È così che, fra una scuola che non dedica più spazio sufficiente per una buona preparazione storica, fra un’istruzione agli studenti maggiormente proiettata alla formazione scientifica, informatica e tecnologica, fra la disattenzione generale ai fatti del passato a motivo della rivoluzione culturale del ’68 che ha sprezzato la storia in quanto tale per proiettarsi in un futuro libero appunto dal passato, la narrazione storica non solo non è più considerata editorialmente appetibile, ma mancano proprio gli scrittori competenti in grado di proporla in maniera sincera e genuina, poiché l’ideologia discriminatoria e tendenziosa, erede delle teorie comuniste o radicali, è sempre in agguato.

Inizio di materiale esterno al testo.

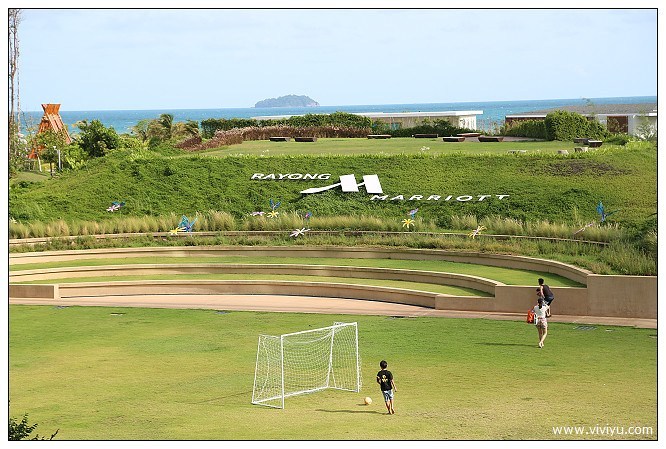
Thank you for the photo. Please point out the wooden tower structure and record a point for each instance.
(51, 121)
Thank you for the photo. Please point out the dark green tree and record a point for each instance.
(96, 139)
(22, 430)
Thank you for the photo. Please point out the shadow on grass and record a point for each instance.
(506, 344)
(373, 412)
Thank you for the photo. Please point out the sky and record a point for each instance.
(119, 59)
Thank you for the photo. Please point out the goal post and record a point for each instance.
(305, 362)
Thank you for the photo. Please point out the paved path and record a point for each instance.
(307, 304)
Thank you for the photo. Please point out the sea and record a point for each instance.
(493, 111)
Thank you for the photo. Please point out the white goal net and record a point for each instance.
(305, 362)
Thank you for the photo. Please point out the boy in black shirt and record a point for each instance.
(385, 381)
(547, 294)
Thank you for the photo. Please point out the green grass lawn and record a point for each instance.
(99, 373)
(404, 145)
(507, 276)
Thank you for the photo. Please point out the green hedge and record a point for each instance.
(535, 129)
(338, 119)
(566, 126)
(440, 127)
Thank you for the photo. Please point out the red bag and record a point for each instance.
(530, 316)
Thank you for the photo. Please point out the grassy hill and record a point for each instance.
(540, 186)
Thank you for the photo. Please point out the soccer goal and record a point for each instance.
(305, 362)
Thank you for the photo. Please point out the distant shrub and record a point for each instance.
(566, 126)
(535, 129)
(440, 127)
(618, 139)
(342, 120)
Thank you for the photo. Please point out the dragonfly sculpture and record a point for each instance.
(116, 205)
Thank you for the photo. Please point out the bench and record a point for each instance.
(491, 138)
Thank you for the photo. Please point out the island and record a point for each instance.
(287, 101)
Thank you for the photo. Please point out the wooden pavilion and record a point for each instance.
(51, 121)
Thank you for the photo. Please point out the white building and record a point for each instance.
(397, 120)
(631, 119)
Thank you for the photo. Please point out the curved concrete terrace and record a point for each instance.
(499, 260)
(426, 277)
(607, 297)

Tuttavia, nello squallido panorama narrativo in genere e narrativo-storico in particolare, arriva, fresco di stampa, un gustoso libro. Il titolo è Trilogia romana, scritto da uno storico, Roberto de Mattei e pubblicato da Solfanelli. Sono tre racconti ambientati nella Roma dell’Ottocento e del primo Novecento. È la prima volta che de Mattei si cimenta in questo genere letterario. La tipologia non è comunque quella del romanzo storico, bensì della ricostruzione di personaggi ed eventi rigorosamente documentabile, il che rende il lavoro alquanto accattivante e, allo stesso tempo, istruttivo. Ma come è nata l’idea di trattare la storia attraverso l’espressione letteraria? Così risponde l’autore:

«La mia opera di storico e di cattolico militante è sempre stata dedicata alla ricerca della verità. Non ho mai amato molto i romanzi, anche perché, da storico, so che la realtà è spesso più romanzesca e interessante di quanto la fantasia umana possa immaginare. Mi sono reso conto però che oggi, per trasmettere delle verità, storiche, religiose o morali, dobbiamo trovare nuove forme espressive, non solo ricorrendo agli strumenti dell’innovazione tecnologica, come Internet, ma anche riproponendo, generi letterari tradizionali, quali il teatro, la poesia, il romanzo. Con Trilogia Romana mi sono proposto di avvicinare una cerchia più ampia di lettori, attraverso una ricostruzione storica di fatti e di eventi presentata in maniera narrativa. La forma del dialogo mi è sembrata la più efficace, come Joseph de Maistre aveva già fatto con le sue Serate di San Pietroburgo».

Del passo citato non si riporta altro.